A definite robust validated weighted GDPR-based scale has been presented in this paper. The Benjumea privacy scale will allow developers to build good privacy policies from the point of view of GDPR. The aim of this paper is two-fold. First, to assess the robustness of a GDPR-based comprehensive scale. This objective is achieved by searching for consensus among a group of privacy experts. New items may be added to the scale after the experts’ suggestions. The scale may be used to evaluate the fairness of privacy policies in health apps. Second, to assign weights to each of the items included in the scale, based on the experts’ opinions. Delphi process was considered the most appropriate method for gathering information from experts about the relevance of the selected items and their importance when evaluating the fairness of the GDPR. After two rounds, the Delphi process was stopped according to consensus and stability criteria. A user’s guide, defining the use of new items and the items that have changed, is shown in Multimedia Appendix 3. Appendix 3 also shows how to calculate the final score for an assessed privacy policy.
Robustness
Quantifying the degree of consensus among the experts is an important component for performing a good Delphi data analysis and interpretation. In this study, we have used the interquartile interval (IQR) as a measure of the deviation of the opinion of an expert from the opinion of the whole panel [43, 44]. A suitable IQR-based criterion to determine that there is a consensus among the experts is that IQR value is equal or less than 1 for a 5-point Likert scale [45].

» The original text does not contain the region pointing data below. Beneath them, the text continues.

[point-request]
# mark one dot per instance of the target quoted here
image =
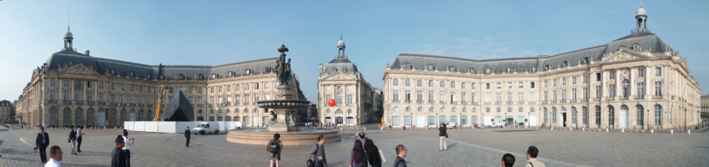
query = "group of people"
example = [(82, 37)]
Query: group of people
[(120, 155)]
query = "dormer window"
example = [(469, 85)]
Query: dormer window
[(636, 47)]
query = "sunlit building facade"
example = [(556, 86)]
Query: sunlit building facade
[(74, 88), (634, 82)]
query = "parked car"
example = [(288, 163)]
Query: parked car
[(204, 128)]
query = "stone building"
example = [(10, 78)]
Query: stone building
[(341, 81), (74, 88), (7, 112), (633, 82)]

Based on the IQR values for each item on the scale (see Table 3), the robustness of most of the items is supported by the consensus of the group of experts. This is a clear indication that the expert panel agrees with the current requirements of GDPR. However, item I2, which was included in the initial version of the scale, did not achieve a high level of consensus. Thus, Wilcoxon signed rank test of stability was calculated for item I2, obtaining a p-value of 0.4689 and confirming the null hypothesis. Since no difference between rounds was found, Delphi was stopped. Item I2 is the only compulsory item with less of an 80% of ratings less than 4. As the item is a compulsory requirement of the GDPR, we propose not to exclude it from the scale, but to lower its importance in the evaluation of the GDPR fairness score, by assigning a low weight to it, as explained below.
As suggested by experts in Round 1, item I4, which deals with the purposes of the processing, was reworded. After checking experts’ opinions, we conclude that a privacy policy must contain a specific description of the purposes of the processing, and not a general one.
New items for the scale
During the first round of the Delphi process, the experts identified new items that may be relevant when assessing the fairness of the GDPR (see Table 2).

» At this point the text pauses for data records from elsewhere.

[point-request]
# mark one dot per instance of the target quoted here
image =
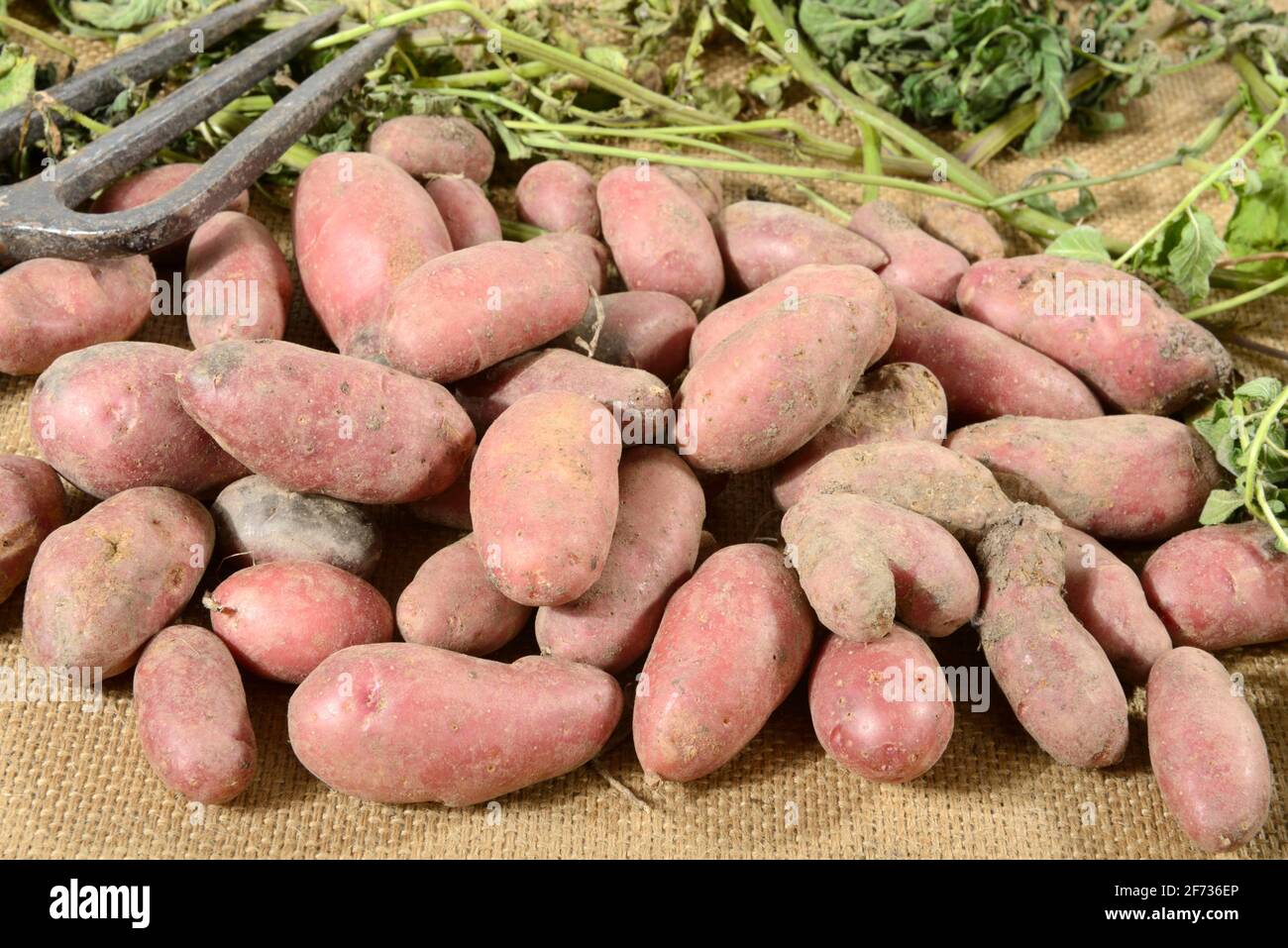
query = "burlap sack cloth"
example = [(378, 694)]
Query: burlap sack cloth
[(76, 785)]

Among tentative items, there is a clear gap between T2 and T3 and the rest of the items. Most of the experts (more than 80%) assigned T2 and T3 a score of 4 or 5, which was our initial criteria to include new items into the scale. Besides, consensus was reached between the experts for these two items, considering IQR values. On the other hand, T4 to T9 are considered “important” or “very important” by less than 60% of responders, which is quite far from the objective of 80% of ratings equal or greater than 4. Although consensus is not achieved in some cases, they are far enough from the objective to be considered. Thus, items from T4 to T9 were discarded.
Weight Assignment
In the first version of the scale, all the items contributed equally to the score to assess the fairness of privacy policies. The scale considered that every item had the same importance when evaluating the fairness of the policy, regarding GDPR compliance. However, it is possible to consider that not all the measured items necessarily contribute with the same importance to the assessment of privacy policies. Thus, a weighted scale could be defined, assigning a weight to each item. The weighted score is calculated multiplying the weight by the corresponding individual value of the item.
Through the Delphi process, the expert panel has assigned a level of importance to each of the items on the scale. Therefore, it is possible to use this evaluation to assign weights to the items to reflect their impact of them on the score. Table 3 shows that all the original items have a median of 4 or 5. We propose a weight L1 = 1 for “very important” items (median 5), and a weight L2 = 0.5 for “important” items. Then, items I1, I3, I4, I5, I6, I7, I8, I10, I11, I14, and T2 were assigned a weight of 1, while I2, I9, I12, I13, and T3 were assigned a weight of 0.5.